Cuando le dejamos saber a los demás que estamos orando sobre un asunto específico, establecemos un compromiso espiritual que le añade poder y peso a nuestras oraciones. Al verbalizar nuestras peticiones en una forma pública, esto constituye un acto profético, una declaración de fe que desata el poder de Dios y vigoriza nuestra oración.
Evidentemente, esto no se aplica a ocasiones en que el Espíritu mismo nos dirige a reservar en privado ciertas peticiones íntimas que sólo en un momento posterior, o quizás nunca, sean compartidas con la gente alrededor nuestro. Pero por lo general, la externalización de nuestras peticiones y decisiones espirituales representa una declaración de guerra a los principados que pretenden agobiarnos, y una fuerte declaración de confianza en la fidelidad de Dios.

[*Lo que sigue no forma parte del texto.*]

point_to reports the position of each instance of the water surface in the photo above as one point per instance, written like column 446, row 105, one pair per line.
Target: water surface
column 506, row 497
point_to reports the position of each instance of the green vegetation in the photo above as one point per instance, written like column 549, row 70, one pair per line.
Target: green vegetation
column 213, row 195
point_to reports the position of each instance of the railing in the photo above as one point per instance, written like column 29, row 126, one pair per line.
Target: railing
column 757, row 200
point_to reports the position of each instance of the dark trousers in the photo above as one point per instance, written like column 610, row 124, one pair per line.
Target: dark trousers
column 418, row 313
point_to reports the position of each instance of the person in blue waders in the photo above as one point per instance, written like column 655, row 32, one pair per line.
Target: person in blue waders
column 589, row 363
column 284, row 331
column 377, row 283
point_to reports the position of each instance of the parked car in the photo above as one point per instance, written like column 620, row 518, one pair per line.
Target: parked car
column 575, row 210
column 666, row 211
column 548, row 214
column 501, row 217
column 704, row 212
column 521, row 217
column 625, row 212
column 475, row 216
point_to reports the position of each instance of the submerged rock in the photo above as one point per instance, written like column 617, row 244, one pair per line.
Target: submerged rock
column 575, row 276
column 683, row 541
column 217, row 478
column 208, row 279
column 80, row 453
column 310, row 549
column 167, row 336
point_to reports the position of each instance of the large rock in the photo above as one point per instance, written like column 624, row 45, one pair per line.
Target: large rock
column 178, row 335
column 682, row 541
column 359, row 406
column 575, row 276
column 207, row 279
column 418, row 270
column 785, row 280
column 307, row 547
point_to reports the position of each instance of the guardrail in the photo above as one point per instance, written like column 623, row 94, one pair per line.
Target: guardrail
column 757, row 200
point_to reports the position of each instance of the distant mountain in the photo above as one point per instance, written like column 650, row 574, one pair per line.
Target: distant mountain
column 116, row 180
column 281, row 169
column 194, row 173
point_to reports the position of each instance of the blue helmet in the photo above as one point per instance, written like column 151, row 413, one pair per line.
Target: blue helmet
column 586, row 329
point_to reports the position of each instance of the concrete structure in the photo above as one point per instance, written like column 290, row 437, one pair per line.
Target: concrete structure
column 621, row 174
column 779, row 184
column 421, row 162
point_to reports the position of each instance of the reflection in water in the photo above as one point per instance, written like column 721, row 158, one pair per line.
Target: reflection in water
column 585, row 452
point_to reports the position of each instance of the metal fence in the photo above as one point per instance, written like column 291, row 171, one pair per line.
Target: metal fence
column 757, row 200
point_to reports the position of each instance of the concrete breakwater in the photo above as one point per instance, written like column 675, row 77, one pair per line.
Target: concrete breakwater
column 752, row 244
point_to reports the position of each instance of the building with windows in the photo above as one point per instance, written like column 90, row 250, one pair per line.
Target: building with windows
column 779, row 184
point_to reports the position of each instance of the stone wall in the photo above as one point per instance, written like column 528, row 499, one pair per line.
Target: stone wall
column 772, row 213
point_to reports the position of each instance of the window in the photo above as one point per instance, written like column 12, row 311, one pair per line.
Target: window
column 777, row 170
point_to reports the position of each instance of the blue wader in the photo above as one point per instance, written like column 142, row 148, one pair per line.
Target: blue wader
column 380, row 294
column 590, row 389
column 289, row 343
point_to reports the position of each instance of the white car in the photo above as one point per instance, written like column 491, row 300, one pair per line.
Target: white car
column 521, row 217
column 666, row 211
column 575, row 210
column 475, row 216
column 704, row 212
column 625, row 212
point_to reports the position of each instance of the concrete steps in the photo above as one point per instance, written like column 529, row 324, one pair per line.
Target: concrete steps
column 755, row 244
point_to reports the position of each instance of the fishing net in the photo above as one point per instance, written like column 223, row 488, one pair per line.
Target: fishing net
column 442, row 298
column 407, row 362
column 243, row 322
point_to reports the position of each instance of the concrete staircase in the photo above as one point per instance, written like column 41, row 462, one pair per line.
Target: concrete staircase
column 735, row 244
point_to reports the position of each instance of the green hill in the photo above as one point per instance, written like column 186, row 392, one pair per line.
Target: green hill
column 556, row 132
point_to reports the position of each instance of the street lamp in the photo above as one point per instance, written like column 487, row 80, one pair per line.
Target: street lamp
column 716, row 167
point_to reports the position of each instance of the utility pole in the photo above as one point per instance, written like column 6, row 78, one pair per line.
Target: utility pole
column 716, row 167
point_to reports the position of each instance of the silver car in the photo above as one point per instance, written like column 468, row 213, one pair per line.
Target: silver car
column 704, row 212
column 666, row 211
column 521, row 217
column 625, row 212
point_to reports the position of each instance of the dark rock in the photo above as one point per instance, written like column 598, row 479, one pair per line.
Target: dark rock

Yo le digo a mi congregación, “¡Comprométanse! Amárrense a sus metas espirituales. Declárenlas. Compártanlas con dos o tres personas que crean y recuerden lo que ustedes han declarado”.
Hay un momento para cultivar las visiones de Dios en silencio, en quietud y privacidad. Pero también llega el tiempo para anunciar la visión, para declararla, y profetizarla (Hab 2:2). De esa forma, uno queda comprometido y atado a su declaración de fe, y resulta más difícil echar para atrás y abandonar el campo de batalla prematuramente cuando la cosa se ponga dura y difícil.
Dios honra la fe de aquel que le cree lo suficiente como para compartir con otros lo que le está pidiendo. Declara tus visiones y tus peticiones a los que están alrededor de ti. Esa declaración pública se convertirá en una palabra profética que desatará el respaldo divino sobre tu petición y traerá la respuesta que necesitas.